И тут Настя с болезненной отчетливостью осознала, чем они с Антониной отличаются от матерей, у которых детки здоровы. Тем, что они не сердятся, когда их дети проказничают, а радуются, что у тех есть еще силы на баловство. Старый доктор, наверное, тоже радовался и никогда не обманывал Светкиных ожиданий. Всякий раз, заходя в палату, он долго удивленно таращился на злосчастную картонку, хмурился и выразительно шевелил мохнатыми бровями. А, уходя, непременно строил нарисованной шимпанзе такие уморительные рожи, что Светка смеялась, даже если неважно себя чувствовала, или даже если была подключена к капельнице с тошнотворной химией.

Не успели они позавтракать, как утреннюю тишину в отделении нарушил истошный вопль. Кричала женщина. То просто визжала, как от сильной боли, то будто ругалась с кем-то. Крик все приближался,пока наконец не достиг их палаты. Тоня, Светка и Настя, не сговариваясь, рванули к выходу.

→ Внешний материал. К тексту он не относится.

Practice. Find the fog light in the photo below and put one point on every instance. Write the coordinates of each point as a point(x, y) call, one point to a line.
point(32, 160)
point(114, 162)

На полу в руках доктора и медсестры билась в истерике женщина лет тридцать пяти – мама четырехлетней Полинки, которая совсем недавно поступила в отделение. Полиночку невозможно было не запомнить. Удивительно красивая девочка с длинными и густыми не по возрасту волосами, заплетенными в толстую косу до пояса. Из реплик медперсонала «женщина, возьмите себя в руки», «других детей перепугаете», «Вашего уже не вернешь» стало ясно, что Полиночки больше нет. Как же это? Только позавчера Полинка развлекала всех за ужином, исполняя песенку мамонтёнка из мультика. «Ведь так не бывает на свете, чтоб были потеряны дети» – звонко распевала малышка, а присутствовавшие в буфете мамашки умилялись до слёз. И мама Полины поглядывала на них с чувством превосходства – как выгодно смотрится её красавица доченька среди остальных лысиков заморышей. Не поймешь, кто из них мальчик, кто девочка.
Эх, обманул мультяшный лохматый слоник! Бывает, еще как бывает… Настя стояла, как вкопанная, не в силах сдвинуться с места. И, когда Тоня потянула её сзади за воротник, послушно попятилась внутрь палаты.
На кровати, засунув голову под подушку, скорчилась Света. Девочка никак не реагировала на попытки матери заговорить с ней, лишь плотнее прижимала подушку к ушам. И только когда отчаянные крики в коридоре, постепенно удаляясь, совсем стихли, она вытащила раскрасневшееся лицо на свет божий.
– Я знаю, ей вчера днем операцию делали, – произнесла Светка скороговоркой, – Таня говорила, что две трети печени поражено, шансов почти никаких.
– Светочка, – Тоня умоляюще сложила руки под подбородком, – Может, тебе не следует знать всех этих жутких подробностей, я уже столько раз просила Татьяну…
– Мама! – перебила её дочка, – Обещай мне, мамочка, что ты не будешь так орать, когда я… когда меня…
Света не договорила. Вскочила с кровати, оттолкнула мать и бросилась вон.
– Может, догнать её? – Настя склонилась над плачущей Тоней.
– Не надо, сама вернется, – еле слышно ответила женщина, – она сбежала, чтобы не видеть моих слёз. Ох, Настенька, ты молоденькая совсем – еще родишь. А мне уже под полтинник, в тридцать три первый раз забеременела.
– И последний? – машинально спросила Настя, секундой позже осознавая всю бестактность и неуместность этого вопроса.
– Нет, – Тоня утерла слезы и пристально посмотрела Насте в глаза, – слышала, что сейчас Полинкина мать кричала?
– Разве что-то конкретное? По-моему, просто выла в голос, и всё.
– Не всё, она сокрушалась, что два аборта до Полиночки сделала и теперь за это расплачивается. Так вот, она – до, а я – после. Господи, как подумаю, что Светланка за мои грехи мучается…
– А ты разве верующая, Тонь?
– За то время, что я здесь кантуюсь, в кого хочешь поверишь. Хоть в бога, хоть в дьявола, и душу ему продашь, лишь бы только, … – Антонина прикрыла лицо руками, – Когда у Светки в оставшуюся почку метастазы пошли, я согласилась на операцию по пересадке, у нас же группа крови одинаковая. Уже все бумажки подписала, только признали нас в последний момент неоперабельными.
Дверь в палату с грохотом распахнулась. Это объявилась Светка. С вымученной улыбкой во весь рот и розовым плюшевым слоном в руках.
– Та-а-ак! Что расселись, мамашки? Дежурить за вас Пушкин будет? – она протянула слоника Кристине, – Мелкая, почапали за мной, там уже игровая открылась давно.
После Кристинкиного «потяпали, Сетка» невольно заулыбались и Настя с Тоней.